A look at the mortality due to low physical activity worldwide.
Fortunately, the data used to create this graph was already available on Our Word In Data and can be downloaded in a CSV format. This dataset was orignally published by the Institute of Health Metrics and Evaluation, an American research institute in the area of global health statistics. It consists of the number of deaths attributed to low physical activity per country per year. As the data is already available, I will not make use of the {owidR} package that enable to load OWID data in R. Let’s import the dataset.
The dataset is already tidy data, and is ready to be used.
In order to facilitate the modifications that we would like to do to the original graph later, we need to add a new column to the dataset with the population of the countries. To do so, we need a dataset of the total population of these countries from 1990 to 2019. One can be found one via another chart created by Our World In Data.
We need to filter the data to only keep the data from 1990 to 2019. Also, the population dataset contains the total population per continent. These rows are easy to spot, they have missing values as country codes.
Now that we have the population dataset containing the total population of countries between 1990 and 2019, we can create a new dataset that joins the data tibble and the population tibble and that contains a column with the total population of each country for each year.
data <-
inner_join(data, population,
by = c('Code'='Code', 'Year'='Year', 'Entity'='Entity')) |>
# Let's rename the columns for better readability
rename(c(Deaths = `Deaths that are from all causes attributed to low physical activity, in both sexes aged all ages`,
Population = `Population (historical estimates)`
)
)
We are almost done. As we can see on the original Our World in Data graph, the color attributed to each country is assigned on the basis of the range of number of deaths due to low activity in the country for a given year. Therefore, we need to discretize this variable in 9 different ranges, as the color scale used by OWID contains 9 ranges. After searching on the Web, I found that such an operation could be performed thanks to the {arules} package, using the discretize() function.
library(arules)
# We define a vector that contains the values of the edges of each range used in the color scale of the original graph.
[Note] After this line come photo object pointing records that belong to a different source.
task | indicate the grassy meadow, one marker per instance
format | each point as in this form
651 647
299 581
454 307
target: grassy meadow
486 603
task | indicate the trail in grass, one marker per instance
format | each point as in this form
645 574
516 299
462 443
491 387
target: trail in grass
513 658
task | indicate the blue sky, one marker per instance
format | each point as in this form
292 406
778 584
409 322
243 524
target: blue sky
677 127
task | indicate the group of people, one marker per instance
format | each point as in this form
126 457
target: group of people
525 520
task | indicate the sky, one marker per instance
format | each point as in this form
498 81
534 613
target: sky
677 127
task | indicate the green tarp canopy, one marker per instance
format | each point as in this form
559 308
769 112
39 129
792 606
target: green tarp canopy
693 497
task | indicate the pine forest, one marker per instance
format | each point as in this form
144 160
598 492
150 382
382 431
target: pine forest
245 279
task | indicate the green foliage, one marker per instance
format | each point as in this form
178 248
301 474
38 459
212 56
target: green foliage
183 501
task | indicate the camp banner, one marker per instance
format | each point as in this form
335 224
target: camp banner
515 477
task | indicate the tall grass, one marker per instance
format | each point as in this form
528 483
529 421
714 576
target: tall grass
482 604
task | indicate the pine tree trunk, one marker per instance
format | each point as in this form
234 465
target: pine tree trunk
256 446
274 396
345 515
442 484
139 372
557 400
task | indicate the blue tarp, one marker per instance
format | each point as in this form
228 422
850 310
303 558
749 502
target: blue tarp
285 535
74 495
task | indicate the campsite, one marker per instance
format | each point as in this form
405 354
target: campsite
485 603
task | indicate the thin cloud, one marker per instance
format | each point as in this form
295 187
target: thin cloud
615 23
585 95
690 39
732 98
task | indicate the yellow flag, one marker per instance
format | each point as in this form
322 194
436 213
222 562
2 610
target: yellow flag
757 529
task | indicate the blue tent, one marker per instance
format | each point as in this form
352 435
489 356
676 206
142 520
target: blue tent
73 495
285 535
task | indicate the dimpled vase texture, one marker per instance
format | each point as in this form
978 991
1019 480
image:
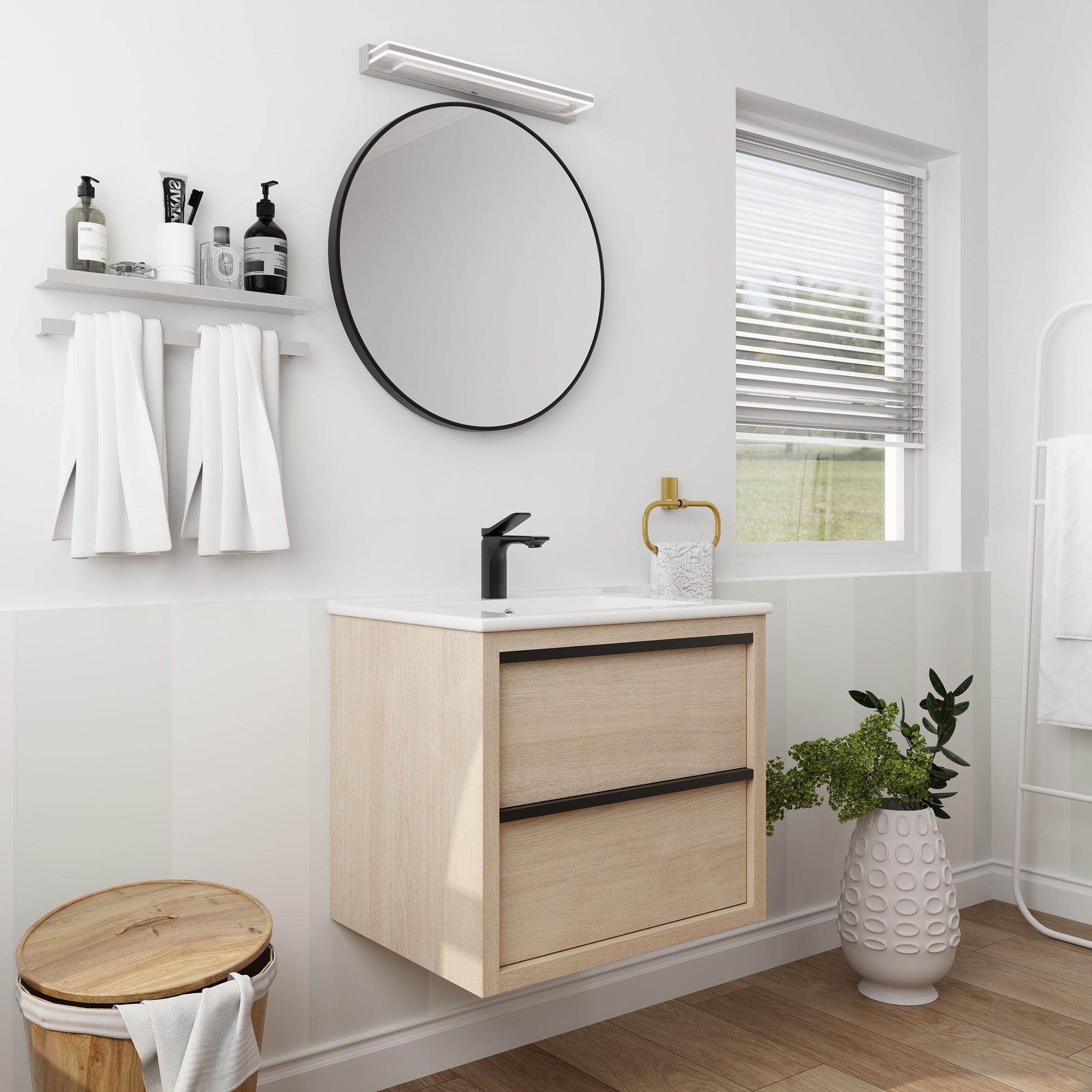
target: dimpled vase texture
897 913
breaks_map <- c(0, 500, 1000, 2500, 5000, 10000, 25000, 50000, 100000, 250000)
data <-
data |>
mutate(Deaths_disc = discretize(Deaths, method = 'fixed', breaks = breaks_map),
.after = Deaths)
To plot a map of the deaths due to low physical activity, we obviously need a map. To build this map, we need data as longitudes and latitudes of the countries worldwide. We will use the {sf} package to represent visally the geographic data (which are polygons) and the {rnaturalearth} to obtain this data.
First, we use the ne_countries() function from the rnaturalearth package. This function contains predownloaded vector maps for the world’s countries. We also want to make our world data a sf object, so that we can use the sf package in the future. The latter can be done by providing the argument returnclass = 'sf'.
library(sf)
library(rnaturalearth)
world <- ne_countries(
scale = 'large',
returnclass = 'sf')
We know need to join the world dataset and the data dataset to create the dataset that will be used to project the world map in ggplot2 and display the number of deaths due to low physical activity at the same time.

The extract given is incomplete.